Reacher was supposed to supply his own pocket junk, so next up was ID. It had his real name and his photograph on it, but a master sergeant’s rank, and an infantry unit sufficiently generic to be plausible for a guy deployed with Special Forces, shooting individuals one at a time from a mile away.

‘How do I communicate with the colonel?’ Reacher asked.

‘Try the telephone,’ the supply guy said.

‘Sometimes hard to find a phone in a hurry.’

‘There’s no danger,’ the supply guy said. ‘It’s all just talking.’

The woman with the fanny pack and the headband crossed the Potomac on the Francis Scott Key Bridge, high above the water, running hard, die straight, through the hot swampy air, a glorious unbroken sprint, heading for Georgetown but not planning to get there. She was going to turn right on M Street, which became Pennsylvania Avenue, all the way to Washington Circle, and then New Hampshire Avenue to Dupont Circle, and then Mass Ave the rest of the way to the Capitol itself.

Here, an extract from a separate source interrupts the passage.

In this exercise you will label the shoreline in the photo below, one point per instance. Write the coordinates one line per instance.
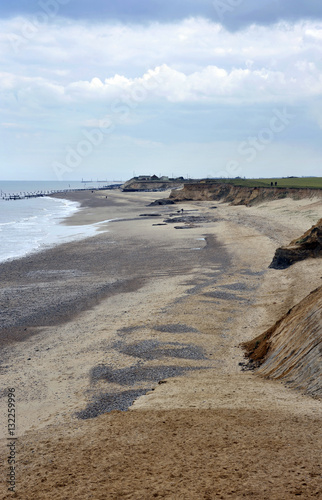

A crazy route, geographically, but any other option was either less or more than five miles, and five miles was what she ran. To the inch. Anyone else would have used her car’s odometer, on a quiet Sunday morning, but she had bought a surveyor’s wheel, a big yellow thing on a stick, and she had walked with it four separate times before she came up with eight thousand eight hundred yards exactly, and not a single step less or more. Precision was important.

She ran on. By that point she could feel a wide sweat stripe all the way down her back, and her throat was starting to burn. Pollution, hanging over the sluggish river, a visible cloud. But she dug in and pushed on, long, long strides, fast cadence, arms pumping. Her headband was soaked. But she was ahead of schedule. Just. Many variables ahead, but she had a chance of making it. Five miles in thirty minutes. Eight thousand eight hundred yards in one thousand eight hundred seconds. Fourteen and two-thirds feet a second. Not an international distance, so there was no world record. No national record, no Olympic record. But the greats might have done it in twenty-four minutes. So thirty was acceptable. For her, with traffic, and lights, and office workers in the way.